Слабые у вас чего-то силы.
Других нет.
Ладно написали значит написали. Заказали номер? А билеты?
Все в порядке. А выдайте тайну, почему вы будете в Красноярске? Вы же с Юга?
А вот теперь лечу на Север:-) А в Приютине у вас что происходит? Говорят там настоящая война? Боевые действия районного масштаба?
Кто вам сказал??
У меня профессия такая, знать все про всех.
Вы случаем не следователь?
Не журналист и даже не чекист. Все-таки, что происходит? Ну там у вас
Не знаю я сначала заболел потом в Москву уехал. Директор собирался прорваться на верх. Вчера он с кем-то там встречался. наверху.
С серьезными людьми?
Из первачей. Он таксказал
Прорвался?
Ну я же говорю, не знаю. А во что вы одеты?
Спроси еще, во что раздета. Я разочарована, Павел Саларьев. Вопервых вы пошляк. вовторых Я думала вы мне много интересного расскажете в Красноярске а вы не в теме только сочиняете историю
Слава Богу, видео не включено. Он побагровел; сделалось невероятно стыдно, жарко, потно. Влада права! Безусловно права! он повел себя как идиот и негодяй – нельзя же просто так собрать манатки и уехать, даже не узнав детально, как там обстоят дела, у них, в Приютино, с кем и о чем разговаривал дедушка. Это ведь похоже на предательство, не так ли?
Павел начал было тюкать по экрану, набирая нечто покаянное, типа обещаю все исправить, полный доклад подготовлю, но синий свет пластиночки сгустился, и из этой потаенной глубины вынырнул еще один, довольно странный, звук.
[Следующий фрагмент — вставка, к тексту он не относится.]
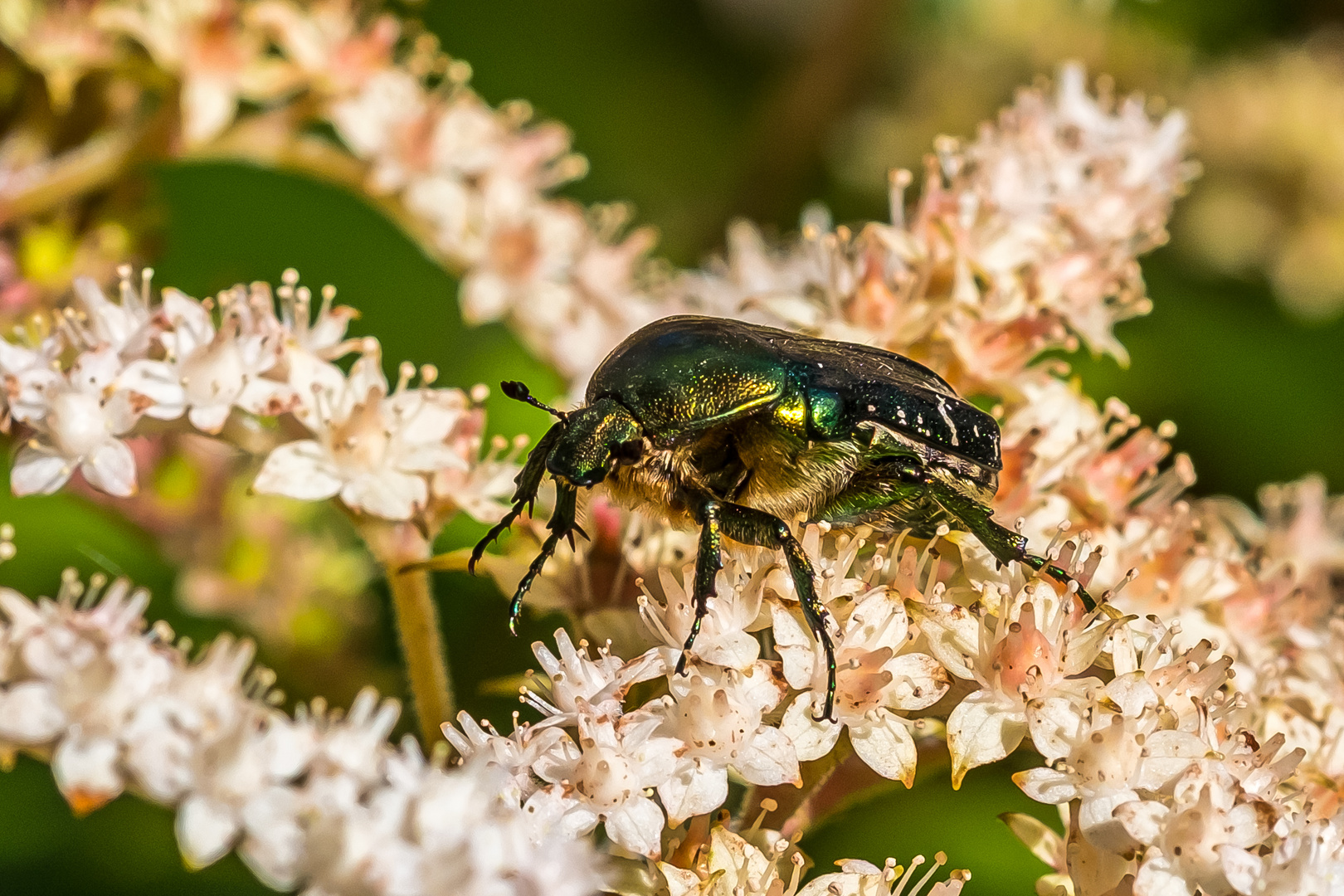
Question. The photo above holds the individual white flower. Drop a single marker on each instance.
(127, 327)
(577, 683)
(516, 754)
(1014, 661)
(717, 713)
(734, 867)
(528, 250)
(606, 782)
(1103, 759)
(1199, 839)
(28, 373)
(84, 418)
(222, 368)
(373, 449)
(874, 677)
(723, 638)
(858, 878)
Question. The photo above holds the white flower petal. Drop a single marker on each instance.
(1047, 785)
(112, 469)
(206, 830)
(811, 739)
(767, 759)
(953, 635)
(637, 825)
(386, 494)
(696, 789)
(917, 681)
(210, 418)
(38, 472)
(30, 713)
(1055, 724)
(156, 382)
(886, 746)
(983, 728)
(299, 470)
(1157, 879)
(1142, 818)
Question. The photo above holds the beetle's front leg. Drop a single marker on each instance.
(1004, 544)
(707, 563)
(561, 524)
(757, 527)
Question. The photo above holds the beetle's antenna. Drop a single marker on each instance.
(519, 392)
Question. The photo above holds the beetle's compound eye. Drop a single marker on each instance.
(629, 451)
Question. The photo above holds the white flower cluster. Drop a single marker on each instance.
(396, 453)
(470, 182)
(1177, 781)
(319, 802)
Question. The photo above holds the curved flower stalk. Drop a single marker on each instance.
(318, 802)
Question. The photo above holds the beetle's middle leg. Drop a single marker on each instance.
(1003, 543)
(707, 563)
(762, 529)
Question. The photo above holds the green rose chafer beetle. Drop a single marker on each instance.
(741, 429)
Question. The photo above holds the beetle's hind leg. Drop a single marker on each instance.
(1004, 544)
(707, 563)
(757, 527)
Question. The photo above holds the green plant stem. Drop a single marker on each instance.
(426, 663)
(396, 546)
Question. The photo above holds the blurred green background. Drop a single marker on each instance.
(698, 113)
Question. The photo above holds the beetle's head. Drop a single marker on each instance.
(593, 437)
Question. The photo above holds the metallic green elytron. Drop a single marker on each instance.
(738, 429)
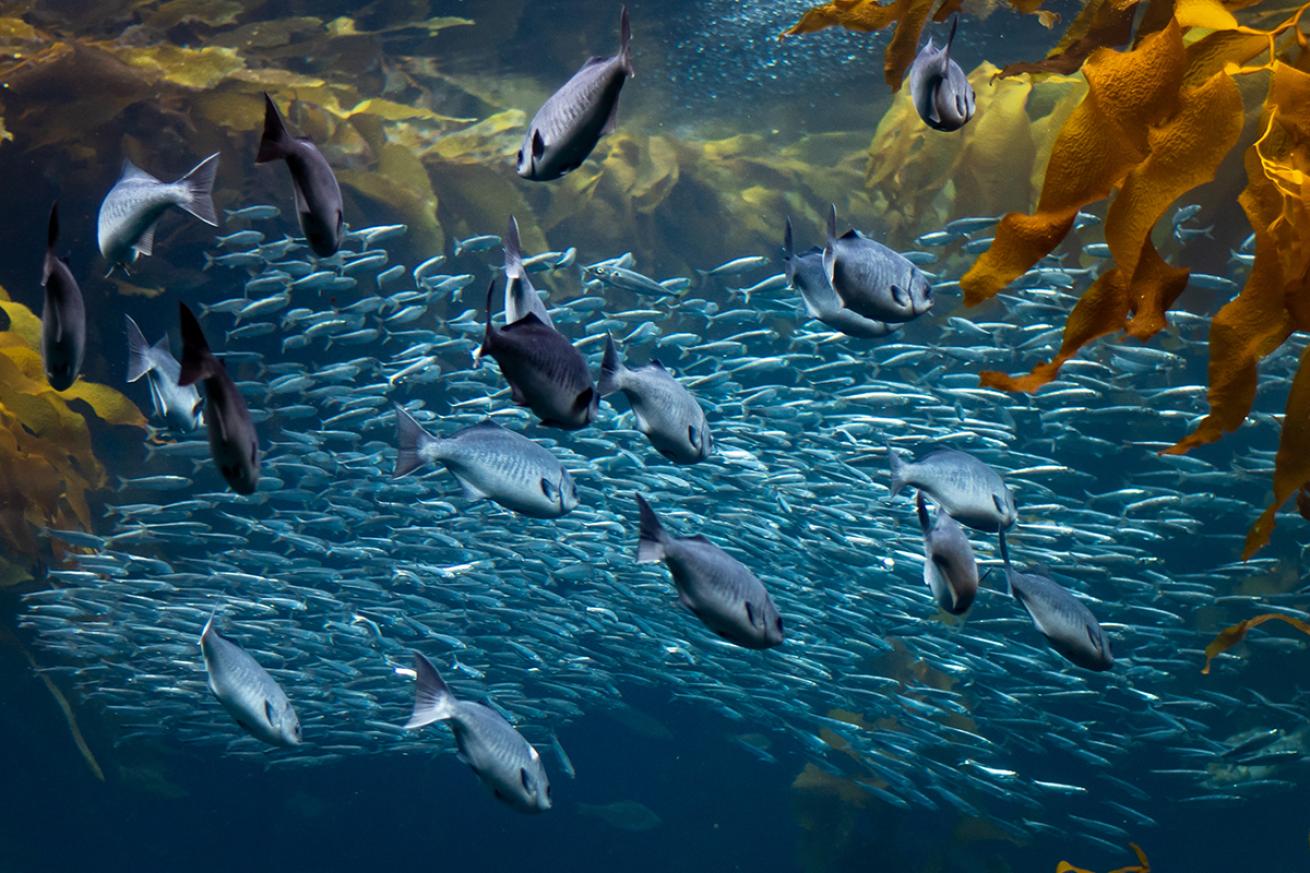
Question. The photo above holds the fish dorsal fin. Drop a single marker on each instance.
(132, 171)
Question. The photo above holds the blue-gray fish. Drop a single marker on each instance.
(666, 412)
(180, 407)
(246, 691)
(941, 91)
(493, 463)
(545, 372)
(1068, 625)
(573, 119)
(871, 279)
(806, 273)
(950, 569)
(316, 189)
(63, 316)
(487, 743)
(131, 210)
(967, 489)
(718, 589)
(520, 298)
(233, 441)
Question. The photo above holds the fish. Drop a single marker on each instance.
(950, 569)
(486, 742)
(566, 129)
(490, 462)
(63, 315)
(520, 298)
(713, 585)
(233, 442)
(967, 489)
(545, 372)
(316, 190)
(871, 279)
(664, 409)
(131, 210)
(941, 91)
(1068, 625)
(180, 407)
(806, 273)
(254, 699)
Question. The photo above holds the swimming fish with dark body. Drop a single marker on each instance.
(545, 372)
(498, 754)
(871, 279)
(941, 91)
(664, 409)
(967, 489)
(806, 273)
(131, 210)
(573, 119)
(490, 462)
(246, 691)
(233, 441)
(950, 569)
(520, 298)
(718, 589)
(316, 189)
(180, 407)
(63, 315)
(1068, 625)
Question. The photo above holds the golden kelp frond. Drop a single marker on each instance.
(1234, 635)
(1141, 867)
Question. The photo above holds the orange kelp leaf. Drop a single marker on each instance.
(1101, 143)
(1102, 22)
(1234, 635)
(866, 16)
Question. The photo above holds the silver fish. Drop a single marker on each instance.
(246, 691)
(131, 210)
(493, 463)
(573, 119)
(63, 315)
(177, 405)
(487, 743)
(941, 91)
(717, 587)
(233, 441)
(666, 410)
(871, 279)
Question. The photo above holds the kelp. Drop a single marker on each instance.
(1230, 636)
(909, 17)
(47, 462)
(1142, 865)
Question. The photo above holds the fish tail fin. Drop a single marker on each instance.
(512, 252)
(611, 368)
(273, 143)
(138, 358)
(432, 698)
(650, 543)
(625, 39)
(486, 337)
(198, 362)
(199, 190)
(789, 252)
(411, 442)
(898, 467)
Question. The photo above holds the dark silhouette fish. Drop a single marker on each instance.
(316, 189)
(233, 442)
(545, 372)
(574, 118)
(63, 316)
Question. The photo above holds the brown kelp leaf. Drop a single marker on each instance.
(1184, 152)
(1234, 635)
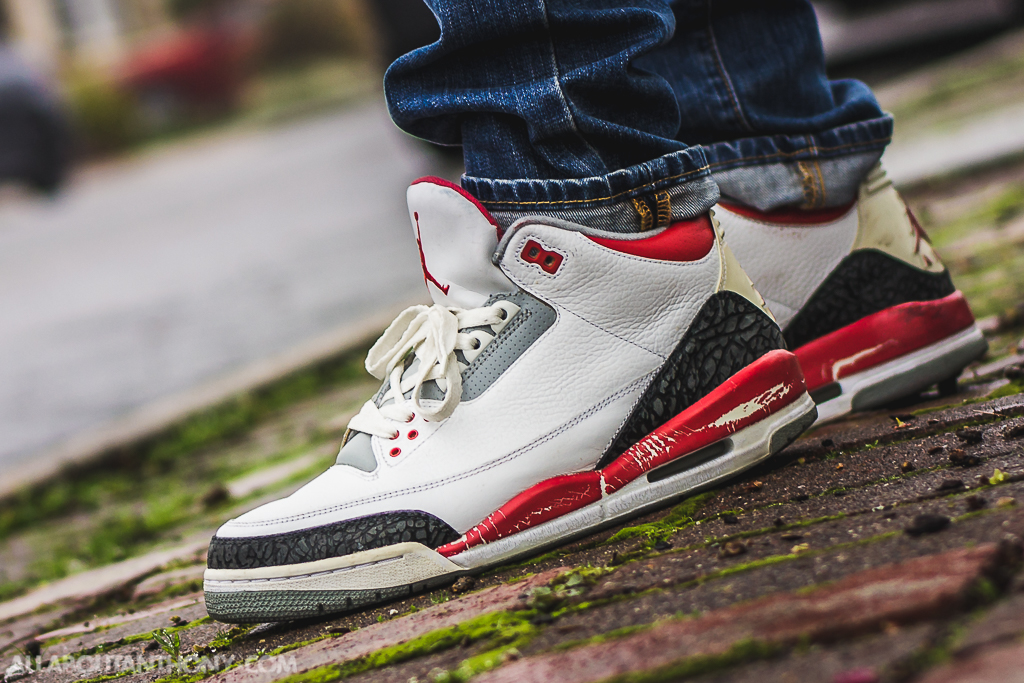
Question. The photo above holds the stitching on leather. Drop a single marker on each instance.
(766, 223)
(483, 468)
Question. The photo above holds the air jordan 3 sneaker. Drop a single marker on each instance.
(564, 379)
(862, 298)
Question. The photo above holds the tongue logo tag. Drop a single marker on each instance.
(549, 261)
(427, 278)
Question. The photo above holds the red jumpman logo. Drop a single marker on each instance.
(427, 278)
Иуууумм. Так, возможно, стонала бы рыба. Если бы она умела стонать.
2Ройтман полетел в Торинск заранее, обычным рейсом.
В первом салоне были только он, его охрана и обслуга; перепуганным стюардам приказали поплотней задернуть шторки. От местного начальства все равно не скрыться, губернатора заранее предупредили. Зато не будет журналистов и просителей. Хотя бы день-другой. Можно на мужицком праворульном джипе, без утомительных мигалок и свинцовой неприязни пешеходов, проехать по стертому городу, который подарил ему пятнадцать лет тяжелой жизни, посидеть в затемненном кафе, посмотреть с верхотуры вип-зала на смешные танцульки девчонок, наряженных оторвами и стервами, но мечтающих о тихом счастье в обустроенной квартире с милым мужем.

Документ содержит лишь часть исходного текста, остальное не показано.